会計ソフトで記帳するとか、税理士に記帳を依頼すれば、その問題はすぐに解決するのですが、

たとえば、まだ開業したばかりで、予算的にそれほど余裕がないという人にとっては、その出費も悩ましいところがあるかもしれません。

 

そのような場合には、「現金主義で記帳」するという方法があります。

売上高や仕入高などの計上を「発生主義で記帳」するのではなく、「現金主義での記帳」であっても、青色申告特別控除の適用を受けることができる制度があるのです。

 

もちろん、「発生主義での記帳」や「貸借対照表の作成」などの要件を満たせば、儲けから満額の、55万円(または65万円)を青色申告特別控除としてマイナスすることができるのですが、

一定の要件に当てはまる人が、売上高や仕入高などの計上を「現金主義で記帳」したとしても、儲けからマイナス10万円となる青色申告特別控除を受けることができます。

今回は、その特例制度について、見てみましょう。

 

 

「現金主義」による所得計算の特例

取引の記帳には、「発生主義」での記帳と、「現金主義」での記帳の2つの方法があります。

記帳は「発生主義」が原則となっているのですが、青色申告の承認を受けている個人事業者については、売上高や仕入高などを「現金主義」で記帳する特例制度があります。

 

特例の適用対象者

小規模事業者(※)に該当する青色申告者が対象となります。

 

(※)小規模事業者とは、

その年の前々年分(2年前)の事業所得の金額と不動産所得の金額の合計額が、300万円以下である人をいいます。

(この所得の金額は、事業専従者給与(控除)の額を必要経費に算入しないで計算した金額となっています。)

 

青色申告者向けの特例制度であり、白色申告の人はこの特例の適用を受けることはできません。

また、青色申告の承認を受けていても、山林所得の人はこの特例の適用を受けることはできません。

 

 

必要な手続き

現金主義による所得計算の特例を受けるために必要な手続きがあります。

 

提出書類

「現金主義による所得計算の特例を受けることの届出書」を納税地の税務署に提出しなければなりません。

 

提出期限

適用を受けようとする年の3月15日まで(その年の1月16日以後に新たに開業した場合には、開業した日から2月以内)に提出しなければなりません。

 

なお、青色申告の承認申請とともにこの特例の適用を受けるための手続をする場合には、「所得税の青色申告承認申請書(兼)現金主義の所得計算による旨の届出書」を提出することになります。

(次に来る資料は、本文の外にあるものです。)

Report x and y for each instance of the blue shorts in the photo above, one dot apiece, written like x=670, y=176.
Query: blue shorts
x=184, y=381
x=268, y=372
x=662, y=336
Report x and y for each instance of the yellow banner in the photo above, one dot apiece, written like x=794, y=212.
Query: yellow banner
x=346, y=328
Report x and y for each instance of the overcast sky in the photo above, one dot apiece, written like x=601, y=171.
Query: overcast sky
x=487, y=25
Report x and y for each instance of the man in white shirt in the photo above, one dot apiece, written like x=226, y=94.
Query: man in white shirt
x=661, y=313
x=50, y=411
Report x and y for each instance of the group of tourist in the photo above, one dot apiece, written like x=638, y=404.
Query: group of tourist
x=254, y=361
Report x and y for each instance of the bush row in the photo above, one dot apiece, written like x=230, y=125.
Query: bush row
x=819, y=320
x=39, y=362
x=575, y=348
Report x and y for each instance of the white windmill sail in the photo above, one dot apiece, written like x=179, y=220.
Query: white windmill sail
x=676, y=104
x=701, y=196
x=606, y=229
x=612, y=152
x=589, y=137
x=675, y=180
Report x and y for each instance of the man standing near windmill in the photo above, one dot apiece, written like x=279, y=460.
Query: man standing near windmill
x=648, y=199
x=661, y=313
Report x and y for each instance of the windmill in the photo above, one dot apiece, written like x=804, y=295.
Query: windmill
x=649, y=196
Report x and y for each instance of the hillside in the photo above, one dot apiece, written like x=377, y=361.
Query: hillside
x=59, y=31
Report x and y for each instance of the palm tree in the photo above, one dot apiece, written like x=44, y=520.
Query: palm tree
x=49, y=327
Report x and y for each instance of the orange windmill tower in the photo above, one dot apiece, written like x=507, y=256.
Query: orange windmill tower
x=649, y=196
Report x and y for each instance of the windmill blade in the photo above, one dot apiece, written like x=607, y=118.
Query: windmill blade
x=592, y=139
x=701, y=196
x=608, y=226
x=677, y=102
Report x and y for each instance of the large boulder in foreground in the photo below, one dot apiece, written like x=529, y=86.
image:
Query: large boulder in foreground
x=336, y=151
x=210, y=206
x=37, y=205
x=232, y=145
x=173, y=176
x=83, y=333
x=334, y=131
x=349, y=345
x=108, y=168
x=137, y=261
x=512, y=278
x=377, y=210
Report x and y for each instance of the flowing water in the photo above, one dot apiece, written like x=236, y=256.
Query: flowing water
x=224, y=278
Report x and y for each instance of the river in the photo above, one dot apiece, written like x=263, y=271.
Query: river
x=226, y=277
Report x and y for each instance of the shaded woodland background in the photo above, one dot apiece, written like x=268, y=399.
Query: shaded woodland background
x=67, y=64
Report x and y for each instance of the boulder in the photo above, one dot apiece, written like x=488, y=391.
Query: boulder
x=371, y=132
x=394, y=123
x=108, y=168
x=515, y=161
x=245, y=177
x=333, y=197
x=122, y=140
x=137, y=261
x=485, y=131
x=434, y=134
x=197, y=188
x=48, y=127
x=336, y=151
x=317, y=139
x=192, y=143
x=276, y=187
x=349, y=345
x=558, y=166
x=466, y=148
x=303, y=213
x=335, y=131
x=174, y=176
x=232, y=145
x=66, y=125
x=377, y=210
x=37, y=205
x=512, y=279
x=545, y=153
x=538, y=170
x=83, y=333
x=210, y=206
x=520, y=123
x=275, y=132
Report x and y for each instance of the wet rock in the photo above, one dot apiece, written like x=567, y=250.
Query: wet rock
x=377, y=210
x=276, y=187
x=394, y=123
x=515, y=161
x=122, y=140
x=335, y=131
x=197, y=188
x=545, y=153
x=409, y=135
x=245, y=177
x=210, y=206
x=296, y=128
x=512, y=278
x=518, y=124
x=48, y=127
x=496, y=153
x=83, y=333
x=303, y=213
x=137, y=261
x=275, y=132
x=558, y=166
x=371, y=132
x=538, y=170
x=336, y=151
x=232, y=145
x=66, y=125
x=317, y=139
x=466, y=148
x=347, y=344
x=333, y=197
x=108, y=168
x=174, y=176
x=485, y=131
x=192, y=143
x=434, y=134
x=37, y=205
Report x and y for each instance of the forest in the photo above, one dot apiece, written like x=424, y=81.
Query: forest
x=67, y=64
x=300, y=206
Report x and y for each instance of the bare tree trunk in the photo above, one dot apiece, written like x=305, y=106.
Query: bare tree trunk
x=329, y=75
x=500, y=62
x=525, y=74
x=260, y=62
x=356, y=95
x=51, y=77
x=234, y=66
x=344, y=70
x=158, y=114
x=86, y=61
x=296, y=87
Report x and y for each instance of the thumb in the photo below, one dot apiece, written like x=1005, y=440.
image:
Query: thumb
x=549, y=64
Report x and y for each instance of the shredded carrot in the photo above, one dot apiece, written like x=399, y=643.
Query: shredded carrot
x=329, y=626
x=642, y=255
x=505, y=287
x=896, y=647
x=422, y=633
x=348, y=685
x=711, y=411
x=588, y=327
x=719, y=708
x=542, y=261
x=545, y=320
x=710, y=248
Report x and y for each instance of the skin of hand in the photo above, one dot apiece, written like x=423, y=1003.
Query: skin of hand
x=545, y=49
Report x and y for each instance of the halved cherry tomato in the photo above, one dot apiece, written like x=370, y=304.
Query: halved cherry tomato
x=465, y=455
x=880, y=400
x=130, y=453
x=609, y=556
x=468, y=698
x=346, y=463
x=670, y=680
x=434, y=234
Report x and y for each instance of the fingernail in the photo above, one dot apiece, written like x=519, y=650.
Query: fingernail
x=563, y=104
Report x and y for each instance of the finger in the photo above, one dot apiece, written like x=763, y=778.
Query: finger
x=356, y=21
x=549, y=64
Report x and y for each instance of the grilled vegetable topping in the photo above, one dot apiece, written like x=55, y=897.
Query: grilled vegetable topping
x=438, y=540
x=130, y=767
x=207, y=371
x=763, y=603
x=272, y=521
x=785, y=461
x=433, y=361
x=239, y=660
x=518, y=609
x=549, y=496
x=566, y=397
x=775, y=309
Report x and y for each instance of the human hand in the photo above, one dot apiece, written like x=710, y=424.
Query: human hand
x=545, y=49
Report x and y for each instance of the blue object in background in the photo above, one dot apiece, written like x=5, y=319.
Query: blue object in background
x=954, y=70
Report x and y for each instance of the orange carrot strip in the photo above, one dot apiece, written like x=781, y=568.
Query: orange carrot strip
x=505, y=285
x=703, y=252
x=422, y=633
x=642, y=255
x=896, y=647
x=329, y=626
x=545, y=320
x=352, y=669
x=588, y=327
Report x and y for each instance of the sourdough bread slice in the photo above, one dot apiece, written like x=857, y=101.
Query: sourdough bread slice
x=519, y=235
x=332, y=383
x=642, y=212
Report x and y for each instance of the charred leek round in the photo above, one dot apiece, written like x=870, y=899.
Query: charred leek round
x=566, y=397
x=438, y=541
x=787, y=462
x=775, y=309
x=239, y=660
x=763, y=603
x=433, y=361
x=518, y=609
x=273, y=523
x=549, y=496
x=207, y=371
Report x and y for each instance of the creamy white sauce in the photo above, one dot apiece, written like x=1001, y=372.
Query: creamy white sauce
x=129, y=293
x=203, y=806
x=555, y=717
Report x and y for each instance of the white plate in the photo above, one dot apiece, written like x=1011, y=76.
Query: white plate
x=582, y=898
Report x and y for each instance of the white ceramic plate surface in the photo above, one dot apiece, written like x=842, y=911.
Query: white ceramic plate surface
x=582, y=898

青色申告承認申請と現金主義の届出が1枚ものの用紙となっています。

 

 

やはり一番のおすすめは、「発生主義」での記帳

上記の制度は、まだ開業したばかりなので記帳をラクに、かつ、少しでも節税をとのことで、儲けから10万円マイナスする青色申告特別控除の適用も受けたいという人にはおすすめですが、

 

やはり一番のおすすめは、

「発生主義での記帳」や「貸借対照表の作成」などをすることによって、儲けから55万円(e-Tax等するなら、65万円)をマイナスする青色申告特別控除を適用することです。

 

 

65万円控除と10万円控除とでは、所得差は55万円ともなり、

仮に税率が、所得税等5.105% + 住民税10%で、合計税率が15.105%とすると、8万3千円ほどの税額差が生じるからです。

この税額差は、けっして少ない金額ではありません。

現金主義とすることの一番のデメリットと言えるでしょう。

 

税額差のほかにも、現金主義には次のようなデメリットがあります。

現金主義で記帳すると、債権額や債務額が帳簿ではっきりせず、未入金の債権や、債務の支払漏れがあっても、それが帳簿上明確にならないといった問題があります。

また、儲けの状況も、入金や支払が済まないと帳簿上は確定しません。

つまり、現金主義では、財政や、損益の状況を把握するのに不向きだといえるのです。

 

このような理由から、当事務所では、できれば65万円の青色申告特別控除を目指すことのほうをおすすめしております。

 

 

ご覧いただきまして誠にありがとうございました。

※この記事は、作成時点の法令や記載者の経験等をもとに概要を記載したものですので、記載内容に相違が生じる可能性があります。

また、記事中の特に意見部分については記載者の見解ですので、実際の適用においては必ず個別具体的な内容をお近くの税理士や税務署などにご確認くださいますようお願い申し上げます。